Satirical play by David Hare and Howard Brenton

Original National Theatre poster

Pravda is a satirical play by David Hare and Howard Brenton exploring the role of journalism in society. It was first produced at the National Theatre in London on 2 May 1985, directed by Hare and starring Anthony Hopkins in the role of Lambert Le Roux, white South African media mogul. Labelled a "Fleet Street comedy", it is a satire on the mid-1980s British newspaper industry during the Thatcher era, in particular the Australian press baron Rupert Murdoch. Its title refers to the Bolshevik's (later the CPSU's) own official party newspaper Pravda ( 'Truth').

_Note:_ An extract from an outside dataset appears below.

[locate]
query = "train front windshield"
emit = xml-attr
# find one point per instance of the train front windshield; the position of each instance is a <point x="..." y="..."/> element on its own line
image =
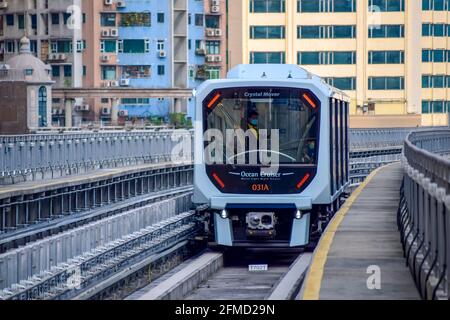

The play won 1985 Best Play from both the Evening Standard Theatre Awards and City Limits magazine. It has been described as "one of the biggest hits in the history of the National Theatre."

==Original cast==

- Andrew May - Tim McInnerny
- Bill Smiley - Richard Hope
- Bishop of Putney - Daniel Thorndike
- Cartoonist - William Sleigh
- Cliveden Whicker-Baskett - Guy Williams
- D P P Payne - Christopher Baines
- Donna Le Roux - Zoe Rutland
- Eaton Sylvester - Bill Nighy
- Elliot Fruit-Norton - Basil Henson
- Hamish McLennan; Hannon Spot - Fred Pearson
- Harry Morrison - Ron Pember
- Jack ‘Breaker’ Bond - Bill Moody
- Journalist - Robert Ralph
- Journalist - Paul Stewart
- Lambert Le Roux - Anthony Hopkins
- Larry Punt - Mark Jax
- Leander Scroop - Nigel Le Vaillant
- Lord Silk; Ian Ape-Warden - Olivier Pierre
- Michael Quince M.P. - Peter Blythe
- Miles Foley; Mac ‘Whipper’ Wellington; *Doug Fantom - Ian Bartholomew
- Moira Patterson - Patricia Franklin
- Newsvendor - Glenn Williams
- Photographer - Desmond Adams
- Princess Jill - Harriet Thorpe
- Rebecca Foley - Kate Buffery
- Sir Stamford Foley - Ivor Roberts
- Suzie Fontaine - Miranda Foster
- Waiter - Norman Warwick

==Critical reception==
Punch called it "A savagely bitchy and often wildly funny evening"; the Financial Times noted "A magnificent epic drama"; and The Observer wrote of "sulphurous and crackling entertainment."